Un Coeur Simple
22 de abril 2008 13:05 por Bruno ⋅ Enviar Por E-Mail ⋅ ImprimirAdaptações e ilustrações
Quando se trata de adaptações da literatura ao cinema, há um certo consenso silencioso de que “o filme nunca é tão bom quando o livro”. Un Cœur Simple, adaptação de um conto homônimo de Gustave Flaubert, nos faz pensar nesta frase e em outras implicações da adaptação cinematográfica.
Affiche
Primeiramente, contrária a essa voz popular, é preciso dizer que um julgamento qualitativo opondo literatura e cinema dificilmente vai levar a algum lugar, porque não se pode comparar elementos tão diferentes. O papel do espectador (que usa sua imaginação e compõe a leitura a seu tempo e maneira) é bem diferente do espectador cinematográfico, conduzido pelas imagens dadas. Pode-se comparar, talvez, a história de ambos, a partir do momento em que supõe que ambos contam histórias. Mas a história não é o livro. Nem o filme.
Essa estréia da diretora Marion Laine na direção ajuda a pensar a questão. No conto original de Flaubert, Félicité era uma doméstica ignorante e fiel; com a capacidade de entregar toda sua afeição a elementos que lhe são retirados. Assim, ela se apaixona por um homem que a deixa, em seguida se dedica a uma garotinha que morre, ao seu sobrinho que vai embora e a um papagaio que também morre. Cada vez que ela encontra nesses outros uma razão para sua própria existência, ela é obrigada a deixá-los. Sua vida oscila então entre o luto e a paixão, numa alternância constante que a levará à loucura e à morte.
O filme de Laine conta exatamente essa mesma história. Mesmo pequenas passagens e alguns personagens coadjuvantes estão lá. No entanto, o conjunto parece maquínico, inorgânico.

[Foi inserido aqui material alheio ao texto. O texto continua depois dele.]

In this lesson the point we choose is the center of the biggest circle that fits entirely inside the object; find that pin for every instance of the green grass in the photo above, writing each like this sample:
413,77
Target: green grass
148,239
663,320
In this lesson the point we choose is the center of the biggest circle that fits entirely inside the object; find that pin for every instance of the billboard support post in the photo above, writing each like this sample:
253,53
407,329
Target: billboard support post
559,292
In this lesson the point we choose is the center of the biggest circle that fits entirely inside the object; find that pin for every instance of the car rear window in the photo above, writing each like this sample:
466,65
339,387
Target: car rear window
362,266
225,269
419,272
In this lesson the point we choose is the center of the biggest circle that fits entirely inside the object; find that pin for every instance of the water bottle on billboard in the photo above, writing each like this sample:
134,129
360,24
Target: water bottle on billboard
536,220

Um motivo inicial seria a própria direção (que é o específico cinematográfico). No caso, esta primeira obra é discretamente realizada, sem grandes inventividades imagéticas. A direção se torna o mais simples possível para que ressalte a história, e em última instância, Flaubert. Não é raro ver um diretor deixar de se impor com intenção de não influenciar a obra original.
Un coeur Simple
Mas há mais no texto Un Cœur Simple que sua narrativa. Além das descriçõs de ações, imagéticas por excelência, existe também uma construção complexa de personagens (uma Félicité trágica, pura, quase autista; sua patroa ressentida); há o estilo irônico de escrever, particular ao autor; há as metáforas, as simbologias, as descrições de pensamentos. Ou seja, elementos que não pertencem imediatamente ao campo das imagens.
Ora, o roteiro do filme ignorou a maioria desses elementos que não se oferecem diretamente ao cinema. Existe uma clara tentativa de complexificar as mulheres da história, mas o estilo do autor não é traduzido, de modo algum, ao filme. Isso porque não é o tema que faz um livro ou ua filme, mas a maneira como ele é contado. Qualquer um pode ter uma idéia; o escritor/diretor é aquele que vai saber transpô-la em sua linguagem específica, seja o papel ou o suporte de imagem.
Penso, sobre esse assunto, na grande semelhança que existe entre as sinopses de Madame Bovary (para pegar novamente Flaubert) e O Primo Basílio, de Eça de Queirós; caso em que a flagrante diferença de escritura dos dois autores impediria logo de cara uma improvável acusação de plágio.
Un coeur Simple
Por isso mesmo, ao limitar o livro à sua trajetória, o filme de Marion Laine não contém relevo, nuances. Importante refletir sobre a terminologia: “adaptação” implica transformação, ou seja, inclusão de elementos, exclusão de outros, busca de equivalências imagéticas à sentimentos e pensamentos. Neste sentido, o espectador que vai ao cinema esperando encontrar uma obra literária sairá inevitavelmente frustrado. E Un Cœur Simple, o filme, parece não ser exatamente uma adaptação, mas uma ilustração da história, e fica essa impressão de que às vezes obras muito mais radicais e mais dissociadas do romance de origem obtém sucessos mais interessantes.
Extrapolando um pouco as fronteiras da adaptação (no sentido de distanciamento do livro), admito que o conto de Flaubert me fez pensar muito ao filme Ondas do Destino, de Lars Von Trier. Nele, não existe Félicité ou a França do século XVIII; mas a intensidade e a ironia de sua narrativa, sobre uma personagem igualmente pura que é obrigada a se submeter às mais opressoras provações do destino, parece dialogar mais com o universo flaubertiano que essa repetição despersonalizada das passagens do livro.